I am often asked why bad wildfire seems to occur here in California every year. One of the main reasons probably is the climate, which seems to be getting hotter and drier (climate change, anyone?).
Summer temperatures in California's Central Valley where I live (near Sacramento - it's not the desert here, folks) can (and do) reach 115 degrees - or more (not a typo - I'll write it out. One hundred fifteen degrees F). This summer was the hottest I can remember in my forty years of living in the area. From early June until just recently, in October, daily high temperatures were consistently 100+ (many many days of 112 to 115 degrees). Add to that the fact that the foothills around all of the California valleys (California is
not flat! Not even close! California is mostly mountains, foothills and valleys) are covered with highly flammable grass, trees and brush.

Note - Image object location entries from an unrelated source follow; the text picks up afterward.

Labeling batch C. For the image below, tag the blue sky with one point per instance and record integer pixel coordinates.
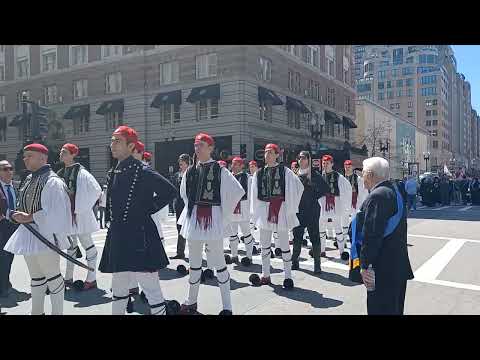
(468, 58)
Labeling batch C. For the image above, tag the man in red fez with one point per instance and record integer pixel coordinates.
(276, 194)
(133, 247)
(241, 216)
(84, 191)
(333, 206)
(43, 202)
(210, 193)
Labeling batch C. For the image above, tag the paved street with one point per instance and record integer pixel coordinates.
(444, 247)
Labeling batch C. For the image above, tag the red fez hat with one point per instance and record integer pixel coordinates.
(273, 147)
(237, 159)
(128, 133)
(205, 138)
(140, 147)
(327, 158)
(147, 156)
(36, 147)
(72, 148)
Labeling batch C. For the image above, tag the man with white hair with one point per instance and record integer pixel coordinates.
(44, 203)
(383, 255)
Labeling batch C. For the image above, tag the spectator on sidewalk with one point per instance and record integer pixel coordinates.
(411, 187)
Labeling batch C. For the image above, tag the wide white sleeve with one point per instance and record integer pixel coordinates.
(345, 192)
(88, 192)
(231, 192)
(55, 216)
(253, 195)
(293, 191)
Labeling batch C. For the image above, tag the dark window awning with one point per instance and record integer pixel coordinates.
(111, 106)
(265, 94)
(332, 116)
(16, 121)
(297, 104)
(77, 111)
(349, 122)
(204, 92)
(172, 97)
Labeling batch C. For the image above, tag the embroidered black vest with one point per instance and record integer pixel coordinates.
(353, 179)
(271, 182)
(70, 175)
(203, 185)
(332, 181)
(30, 196)
(243, 180)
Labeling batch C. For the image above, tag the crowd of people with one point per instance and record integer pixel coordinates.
(55, 211)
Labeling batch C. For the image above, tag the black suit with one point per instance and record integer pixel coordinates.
(389, 255)
(7, 228)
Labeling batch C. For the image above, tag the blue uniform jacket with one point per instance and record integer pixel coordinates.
(132, 242)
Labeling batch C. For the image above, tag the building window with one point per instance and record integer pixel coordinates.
(80, 89)
(113, 83)
(266, 111)
(265, 69)
(206, 65)
(49, 58)
(50, 94)
(111, 50)
(78, 54)
(113, 120)
(169, 73)
(397, 56)
(81, 124)
(169, 114)
(22, 69)
(330, 59)
(293, 118)
(206, 109)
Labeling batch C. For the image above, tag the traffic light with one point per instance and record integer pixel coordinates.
(40, 122)
(243, 151)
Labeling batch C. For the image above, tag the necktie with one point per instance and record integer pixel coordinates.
(11, 202)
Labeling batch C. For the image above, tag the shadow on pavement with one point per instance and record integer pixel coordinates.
(307, 296)
(14, 297)
(87, 298)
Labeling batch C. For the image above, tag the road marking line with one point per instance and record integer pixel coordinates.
(441, 208)
(434, 266)
(443, 238)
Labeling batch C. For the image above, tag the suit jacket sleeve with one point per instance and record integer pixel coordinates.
(373, 229)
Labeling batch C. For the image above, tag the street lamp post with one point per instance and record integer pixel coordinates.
(426, 157)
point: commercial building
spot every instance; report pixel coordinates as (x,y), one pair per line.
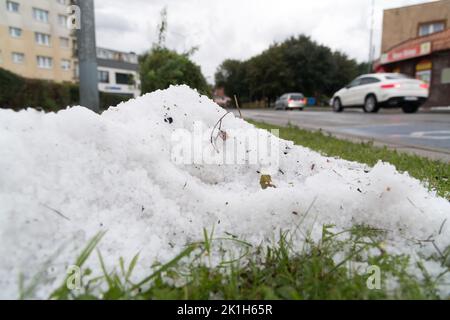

Add to that the "icing on the cake": California receives NO appreciable rain (in many/most areas of California this means exactly
NONE) from early April until (these days) often late November.
Then, in October, before the rain, the seasonal high winds that you are reading about begin to gust.
Heat + No Rain + Dry Fuels + Wind = Disaster
Something so simple as, say, a tire chain that might come loose on a school bus and drag on the pavement creating sparks, can ignite a major conflagration in these kinds of conditions.
When I first moved to the northern California foothills in about 1977, the first hard freeze came mid-September and it wasn't unusual to see a bit of snow by the end of September. These days the first hard freeze generally doesn't come to the foothills until sometime in December or January. Or later. Snow often not at all.